There is no non-tribal crime wave in Benewah County. In fact there have been no armed robberies or forcible rapes and only one murder in the 16 years I have lived here. This issue is a fabrication. It might have saved Mr. Oliveria and Ms. Wood some embarrassment if they had looked at the crime statistics in their own counties before pointing fingers.
Sheriff Bob Kirts, much like Sgt. Bob Kirts 45 years ago, once again finds himself on the point of a conflict he did not start and cannot escape except by abandoning his duty. I am confident that will not happen.
He has the overwhelming support of those who live here and know the issues created by the tribal government's systematic and well-funded attempts to expand its control over non-tribal persons who have no vote in tribal government. Fully one-fourth of those voters affected signed a petition opposing tribal officer deputization last weekend alone! Rather than co-operate, the Tribe seeks to circumvent the people's elected law enforcement official with big money politics.
This is not a racial issue. It is an issue of social injustice of a new type.
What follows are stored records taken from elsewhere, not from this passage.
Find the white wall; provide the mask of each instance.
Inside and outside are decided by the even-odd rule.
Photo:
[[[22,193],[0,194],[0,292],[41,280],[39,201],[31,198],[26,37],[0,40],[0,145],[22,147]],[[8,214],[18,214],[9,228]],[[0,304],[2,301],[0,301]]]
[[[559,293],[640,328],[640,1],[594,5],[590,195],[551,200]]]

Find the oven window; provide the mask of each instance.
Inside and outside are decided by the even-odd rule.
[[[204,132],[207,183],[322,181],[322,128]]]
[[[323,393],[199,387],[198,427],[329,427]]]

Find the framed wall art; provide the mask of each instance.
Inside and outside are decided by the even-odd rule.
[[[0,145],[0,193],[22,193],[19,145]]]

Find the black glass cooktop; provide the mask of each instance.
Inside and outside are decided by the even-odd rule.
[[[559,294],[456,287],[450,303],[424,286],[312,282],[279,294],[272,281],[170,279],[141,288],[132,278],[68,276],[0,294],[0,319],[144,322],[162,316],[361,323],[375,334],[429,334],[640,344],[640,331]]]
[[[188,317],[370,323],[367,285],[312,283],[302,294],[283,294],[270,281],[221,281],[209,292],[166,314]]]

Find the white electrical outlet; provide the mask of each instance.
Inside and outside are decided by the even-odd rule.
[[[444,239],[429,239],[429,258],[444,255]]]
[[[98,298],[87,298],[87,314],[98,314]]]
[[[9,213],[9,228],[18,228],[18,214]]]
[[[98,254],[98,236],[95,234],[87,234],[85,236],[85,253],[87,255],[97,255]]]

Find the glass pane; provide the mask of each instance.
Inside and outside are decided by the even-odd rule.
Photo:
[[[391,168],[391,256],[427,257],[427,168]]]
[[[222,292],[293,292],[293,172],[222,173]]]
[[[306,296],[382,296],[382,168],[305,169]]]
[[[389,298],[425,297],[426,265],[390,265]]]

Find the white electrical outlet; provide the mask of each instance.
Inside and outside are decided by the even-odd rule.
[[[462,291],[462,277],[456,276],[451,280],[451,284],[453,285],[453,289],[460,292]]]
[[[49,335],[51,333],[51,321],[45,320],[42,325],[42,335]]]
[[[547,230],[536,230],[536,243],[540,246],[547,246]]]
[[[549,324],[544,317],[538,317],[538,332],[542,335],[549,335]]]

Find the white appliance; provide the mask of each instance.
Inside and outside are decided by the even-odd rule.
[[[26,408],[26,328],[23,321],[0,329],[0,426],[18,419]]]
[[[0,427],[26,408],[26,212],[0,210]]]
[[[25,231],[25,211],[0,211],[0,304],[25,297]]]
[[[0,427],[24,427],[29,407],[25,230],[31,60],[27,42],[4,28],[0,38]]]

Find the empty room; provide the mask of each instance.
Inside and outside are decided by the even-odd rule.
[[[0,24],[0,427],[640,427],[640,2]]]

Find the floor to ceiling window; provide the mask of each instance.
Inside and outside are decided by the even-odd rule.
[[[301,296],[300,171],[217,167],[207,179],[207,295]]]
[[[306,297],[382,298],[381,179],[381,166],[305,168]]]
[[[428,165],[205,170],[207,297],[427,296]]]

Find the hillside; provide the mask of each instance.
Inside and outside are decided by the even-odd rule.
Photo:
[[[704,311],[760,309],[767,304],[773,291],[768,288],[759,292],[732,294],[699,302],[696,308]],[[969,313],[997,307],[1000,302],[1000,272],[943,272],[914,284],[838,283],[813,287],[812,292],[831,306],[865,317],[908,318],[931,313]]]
The people of Benewah County are not crude. Nor are they lawless, ignorant, backward or racist. They are just ordinary people trying to live and let live, faced with a relentless problem. This problem is difficult enough neither Dave Oliveria nor Christie Wood dared wrestle with it, but instead chose to cheap shot good people's character; citizens who simply believe that having a vote in the government that exercises power over them is important enough to stand up for, even if the only stone in their sling is the truth.